Kansas imposes a corporate income tax and privilege tax measured by net income on financial institutions. For financial institutions, the privilege tax is imposed in lieu of the regular corporate income tax. For general corporations, the normal tax rate is 4 percent of net income and the surtax is 3 percent of net income in excess of $50,000. For financial institutions, the normal tax rate is 4.25 percent of net income and the surtax is 2.125 percent of net income in excess of $25,000.

Kansas’ mandatory combined reporting regime excludes financial institutions from the combined group when the privilege tax to which they’re subject requires a different apportionment methodology. However, apart from the combined reporting regime, if two or more corporations file a consolidated federal tax return, and if all of them derive all of their income from Kansas sources, they must file consolidated Kansas returns. 

A bank holding company and its subsidiaries will often file a federal consolidated group income tax return. Each subsidiary is viewed and reports as a separate legal and accounting entity for regulatory purposes. Accordingly, each subsidiary’s applicable income taxes, reflecting either an expense or benefit, should be recorded as if the institution had filed on a separate entity basis. Bank subsidiaries and bank holding companies must be included in the consolidated Kansas income tax return if such a return is required.

The Kansas DOR recently asserted that if a bank subsidiary and a bank holding company are included in a mandatory Kansas consolidated return, Kansas may subject the bank subsidiary’s income to both the Kansas privilege tax for financial institutions and the corporate income tax. In essence, the bank subsidiary would be subject to the privilege tax by doing business in Kansas, but the consolidated group, which includes the bank subsidiary and its income, also would be subject to the corporate income tax, because the bank holding company would be subject to the corporate income tax. Once the consolidated group files its Kansas K-120, the starting point for taxable income would be the group’s federal consolidated income and no relief (either in the form of a subtraction modification or a credit for taxes paid) would be granted for the bank subsidiaries’ income taxed under the privilege tax. 

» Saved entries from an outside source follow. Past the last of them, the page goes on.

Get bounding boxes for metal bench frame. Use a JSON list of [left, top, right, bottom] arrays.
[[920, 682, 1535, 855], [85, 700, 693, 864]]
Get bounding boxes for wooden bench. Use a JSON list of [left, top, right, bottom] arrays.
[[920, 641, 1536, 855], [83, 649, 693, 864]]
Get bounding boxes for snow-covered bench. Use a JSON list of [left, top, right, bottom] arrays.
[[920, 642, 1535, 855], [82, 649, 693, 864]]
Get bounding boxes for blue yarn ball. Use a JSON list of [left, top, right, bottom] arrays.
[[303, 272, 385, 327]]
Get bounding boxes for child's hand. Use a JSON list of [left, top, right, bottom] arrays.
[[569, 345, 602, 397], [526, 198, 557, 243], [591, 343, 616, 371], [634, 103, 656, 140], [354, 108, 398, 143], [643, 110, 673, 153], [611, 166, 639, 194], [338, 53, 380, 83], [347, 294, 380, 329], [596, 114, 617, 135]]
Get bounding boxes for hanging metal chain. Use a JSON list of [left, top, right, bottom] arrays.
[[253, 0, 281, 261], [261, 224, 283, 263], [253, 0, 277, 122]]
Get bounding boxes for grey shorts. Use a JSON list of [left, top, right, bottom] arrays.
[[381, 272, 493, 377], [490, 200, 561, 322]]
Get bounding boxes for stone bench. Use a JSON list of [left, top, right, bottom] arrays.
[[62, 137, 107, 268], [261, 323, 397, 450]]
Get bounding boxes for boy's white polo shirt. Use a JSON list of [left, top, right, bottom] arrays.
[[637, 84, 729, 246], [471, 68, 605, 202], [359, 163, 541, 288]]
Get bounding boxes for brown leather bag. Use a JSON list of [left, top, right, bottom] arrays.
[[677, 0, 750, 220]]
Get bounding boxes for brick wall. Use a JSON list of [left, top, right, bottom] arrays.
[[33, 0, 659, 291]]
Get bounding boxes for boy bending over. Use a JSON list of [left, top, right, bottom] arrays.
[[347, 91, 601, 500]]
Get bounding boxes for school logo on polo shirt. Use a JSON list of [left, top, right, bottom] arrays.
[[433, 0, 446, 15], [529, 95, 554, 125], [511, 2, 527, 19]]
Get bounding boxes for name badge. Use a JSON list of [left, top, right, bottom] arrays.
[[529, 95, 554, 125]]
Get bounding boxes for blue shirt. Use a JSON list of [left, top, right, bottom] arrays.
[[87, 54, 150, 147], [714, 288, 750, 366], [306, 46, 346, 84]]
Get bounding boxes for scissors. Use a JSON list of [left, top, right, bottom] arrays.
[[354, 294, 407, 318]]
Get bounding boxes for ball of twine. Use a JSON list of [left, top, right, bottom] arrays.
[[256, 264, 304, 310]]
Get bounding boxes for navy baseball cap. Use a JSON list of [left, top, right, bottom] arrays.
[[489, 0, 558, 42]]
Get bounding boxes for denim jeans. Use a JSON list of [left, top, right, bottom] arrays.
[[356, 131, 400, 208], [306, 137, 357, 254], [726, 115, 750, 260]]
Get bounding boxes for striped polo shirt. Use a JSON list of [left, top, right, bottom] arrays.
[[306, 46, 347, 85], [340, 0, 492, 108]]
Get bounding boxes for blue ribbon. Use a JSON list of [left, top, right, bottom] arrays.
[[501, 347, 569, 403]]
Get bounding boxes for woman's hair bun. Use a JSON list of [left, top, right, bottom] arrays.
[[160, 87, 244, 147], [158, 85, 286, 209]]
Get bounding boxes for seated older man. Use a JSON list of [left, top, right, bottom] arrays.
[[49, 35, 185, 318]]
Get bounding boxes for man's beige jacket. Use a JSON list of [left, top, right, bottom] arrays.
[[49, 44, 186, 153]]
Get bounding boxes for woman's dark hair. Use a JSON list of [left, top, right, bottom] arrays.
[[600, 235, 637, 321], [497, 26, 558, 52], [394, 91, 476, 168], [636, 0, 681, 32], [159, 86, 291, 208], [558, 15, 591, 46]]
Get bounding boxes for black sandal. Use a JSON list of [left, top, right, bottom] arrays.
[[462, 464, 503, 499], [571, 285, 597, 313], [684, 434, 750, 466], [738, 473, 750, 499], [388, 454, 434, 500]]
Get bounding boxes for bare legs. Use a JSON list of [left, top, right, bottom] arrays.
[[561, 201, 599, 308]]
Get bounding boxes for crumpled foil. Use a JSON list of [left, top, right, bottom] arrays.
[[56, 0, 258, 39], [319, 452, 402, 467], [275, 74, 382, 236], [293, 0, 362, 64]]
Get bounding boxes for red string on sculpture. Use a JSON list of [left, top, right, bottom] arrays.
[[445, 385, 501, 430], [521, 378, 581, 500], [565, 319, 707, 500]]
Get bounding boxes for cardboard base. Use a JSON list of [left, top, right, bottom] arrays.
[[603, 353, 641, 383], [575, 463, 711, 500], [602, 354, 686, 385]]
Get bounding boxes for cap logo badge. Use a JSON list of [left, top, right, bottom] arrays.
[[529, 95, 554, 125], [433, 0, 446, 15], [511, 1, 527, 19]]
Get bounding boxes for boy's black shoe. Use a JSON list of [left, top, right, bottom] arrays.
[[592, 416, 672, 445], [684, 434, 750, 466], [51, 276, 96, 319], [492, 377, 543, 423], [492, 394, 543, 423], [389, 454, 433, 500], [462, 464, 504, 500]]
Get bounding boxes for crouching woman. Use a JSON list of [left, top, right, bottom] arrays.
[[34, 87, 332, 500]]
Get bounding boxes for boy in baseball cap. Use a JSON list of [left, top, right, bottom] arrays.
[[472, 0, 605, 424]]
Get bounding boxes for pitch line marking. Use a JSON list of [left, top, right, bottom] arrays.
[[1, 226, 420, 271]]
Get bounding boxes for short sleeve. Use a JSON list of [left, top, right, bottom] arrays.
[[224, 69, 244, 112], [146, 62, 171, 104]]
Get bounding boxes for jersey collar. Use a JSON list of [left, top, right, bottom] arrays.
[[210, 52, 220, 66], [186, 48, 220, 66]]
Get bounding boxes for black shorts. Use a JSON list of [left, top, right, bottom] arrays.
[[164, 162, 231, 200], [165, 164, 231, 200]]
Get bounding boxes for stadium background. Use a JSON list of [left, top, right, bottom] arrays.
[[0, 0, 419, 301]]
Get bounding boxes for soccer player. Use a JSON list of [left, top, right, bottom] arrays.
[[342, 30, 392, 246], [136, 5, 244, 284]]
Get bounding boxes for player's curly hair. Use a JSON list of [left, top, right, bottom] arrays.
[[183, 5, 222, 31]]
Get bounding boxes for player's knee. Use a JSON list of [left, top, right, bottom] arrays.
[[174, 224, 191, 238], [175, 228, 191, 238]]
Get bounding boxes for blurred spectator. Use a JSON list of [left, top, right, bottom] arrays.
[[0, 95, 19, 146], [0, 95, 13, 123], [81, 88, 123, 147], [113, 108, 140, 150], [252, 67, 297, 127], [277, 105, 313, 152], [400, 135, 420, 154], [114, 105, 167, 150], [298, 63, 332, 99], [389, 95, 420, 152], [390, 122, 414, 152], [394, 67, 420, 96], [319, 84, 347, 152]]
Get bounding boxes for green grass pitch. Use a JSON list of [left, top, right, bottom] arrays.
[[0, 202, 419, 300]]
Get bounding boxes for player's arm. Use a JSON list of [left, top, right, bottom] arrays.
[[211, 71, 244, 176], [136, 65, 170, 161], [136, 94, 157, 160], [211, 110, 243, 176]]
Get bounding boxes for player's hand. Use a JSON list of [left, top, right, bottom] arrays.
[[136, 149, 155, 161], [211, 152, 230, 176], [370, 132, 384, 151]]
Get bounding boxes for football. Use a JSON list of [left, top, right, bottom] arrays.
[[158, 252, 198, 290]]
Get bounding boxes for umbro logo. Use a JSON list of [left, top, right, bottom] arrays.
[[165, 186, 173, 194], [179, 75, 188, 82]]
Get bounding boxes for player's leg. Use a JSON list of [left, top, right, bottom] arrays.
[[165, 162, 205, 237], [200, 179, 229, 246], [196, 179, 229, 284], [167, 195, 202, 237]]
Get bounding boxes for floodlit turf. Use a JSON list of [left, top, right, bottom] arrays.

As most federal tax practitioners are aware, the modern consolidated return regime is highly complex and expressed through myriad regulations. States have long had issues with interpreting and conforming to federal income tax provisions related to consolidated returns. The Kansas DOR’s position raises a variety of concerns ranging from statutory construction to fair tax policy, and taxpayers should examine this issue carefully.